Today, the 6th of Ordibehesht on the Iranian calendar, is formally marked as “Sanandaj Day”, celebrating the founding of a city that has grown into the capital of Kordestan province and a vibrant centre of Kurdish identity.
Yet what truly distinguishes Sanandaj is the soundtrack that accompanies its daily rhythm. In 2019, UNESCO recognised the city as a Creative City of Music, making it the first and only Iranian urban centre to join that category in the network’s history.
That ecosystem has produced some of Iran’s most celebrated musicians, including the Kamkars, a family ensemble whose virtuosity carries Kurdish sound across global stages.
The Daf — a large frame drum wrapped in goat skin and cross-strung with delicate chains that rattle hypnotically when struck — is the city’s defining instrument. Nationally registered as a cultural heritage element, it has been propelled into contemporary music through innovative techniques without losing its spiritual soul.
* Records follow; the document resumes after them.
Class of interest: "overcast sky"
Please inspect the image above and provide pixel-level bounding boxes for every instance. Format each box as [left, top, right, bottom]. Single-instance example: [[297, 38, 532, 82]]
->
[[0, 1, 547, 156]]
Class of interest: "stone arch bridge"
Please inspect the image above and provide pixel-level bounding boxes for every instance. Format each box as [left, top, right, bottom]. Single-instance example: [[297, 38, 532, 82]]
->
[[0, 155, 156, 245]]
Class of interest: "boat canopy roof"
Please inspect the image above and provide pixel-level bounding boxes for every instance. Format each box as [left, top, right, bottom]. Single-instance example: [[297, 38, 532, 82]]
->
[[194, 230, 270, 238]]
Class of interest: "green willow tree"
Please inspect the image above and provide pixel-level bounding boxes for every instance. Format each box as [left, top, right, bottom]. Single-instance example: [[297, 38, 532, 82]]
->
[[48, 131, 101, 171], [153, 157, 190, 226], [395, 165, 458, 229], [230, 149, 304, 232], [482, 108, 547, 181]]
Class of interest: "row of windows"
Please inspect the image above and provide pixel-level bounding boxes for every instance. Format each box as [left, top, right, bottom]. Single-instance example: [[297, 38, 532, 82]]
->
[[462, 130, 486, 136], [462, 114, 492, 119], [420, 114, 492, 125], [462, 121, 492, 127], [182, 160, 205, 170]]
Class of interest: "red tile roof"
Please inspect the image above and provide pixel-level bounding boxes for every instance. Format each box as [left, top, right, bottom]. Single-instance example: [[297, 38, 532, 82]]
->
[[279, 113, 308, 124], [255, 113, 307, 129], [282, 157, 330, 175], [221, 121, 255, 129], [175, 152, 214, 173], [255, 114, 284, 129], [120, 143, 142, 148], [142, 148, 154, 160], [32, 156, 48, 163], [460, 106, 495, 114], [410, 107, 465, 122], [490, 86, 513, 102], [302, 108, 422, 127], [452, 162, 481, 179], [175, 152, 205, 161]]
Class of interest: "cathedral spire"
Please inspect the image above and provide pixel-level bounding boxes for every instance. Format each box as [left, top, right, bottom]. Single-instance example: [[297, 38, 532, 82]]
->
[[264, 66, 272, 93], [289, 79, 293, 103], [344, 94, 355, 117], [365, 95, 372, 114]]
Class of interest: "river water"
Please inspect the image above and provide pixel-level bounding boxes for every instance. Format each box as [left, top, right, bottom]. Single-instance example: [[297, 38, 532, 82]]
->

Sanandaj’s calendar is animated by festivals that draw performers and visitors from across Iran and beyond. The Fajr Music Festival brings together traditional and modern musicians, while the International Daf Festival gathers players from around the world to honour the percussion instrument that defines the region’s soundscape. Among these, however, one event stands apart for its sheer spiritual force: the Hezar Daf (Thousand Daf) ceremony, held each year in the stepped village of Palangan, roughly 75 kilometres from the city centre.
Palangan is itself a spectacle — a stairway settlement where the flat roof of one stone house serves as the courtyard of the next, cascading down a Zagros mountain slope. During the Hezar Daf gathering, thousands of Daf players line those rooftops and the riverbanks below, striking their instruments in unison as chants and poetry fill the air.
The city’s fabric: food, dress and craft
Sanandaj’s cultural identity extends well beyond music. The city’s culinary tradition is anchored in dishes that reflect the rugged geography and pastoral economy of the Zagros foothills. Visitors encounter a deeply local menu: kalanah, a flatbread stuffed with wild mountain greens, fresh cheese and crushed walnuts, griddled golden and served with a dollop of tangy yoghurt; Shish Kabab, marinated chunks of lamb threaded onto skewers and grilled over open coals until smoky and tender; and Khoresh-e Rivaas, a seasonal rhubarb stew that balances tartness and sweetness, slow-cooked with herbs, lamb and a whisper of saffron.

The visual signature of Sanandaj is instantly recognisable in its dress. Men wear shal trousers — loose-fitting and gathered at the waist with a thick cummerbund — topped with embroidered felt vests whose patterns tell local stories. Women appear in long, vividly coloured gowns and gauzy scarves threaded with gold and silver, each stitch a marker of regional identity.

Monuments and landscapes
The city’s architectural landmarks anchor its historical narrative. The Salar Saeid Mansion, a Qajar-era jewel, now houses an anthropology museum whose holdings include tribal jewellery and illuminated manuscripts. The Asef Vaziri Mansion, with its intricate stonework and stained-glass windows, draws visitors year-round, as does the Dar al-Ehsan Mosque.

Nature frames the city on all sides. Abidar Park, a terraced hillside complex that overlooks the urban sprawl, provides panoramic views of Sanandaj and serves as a gathering point for families and hikers.

The best times to visit Sanandaj are spring and early autumn, when mild weather aligns with the city’s festival calendar and the surrounding mountains are at their most inviting.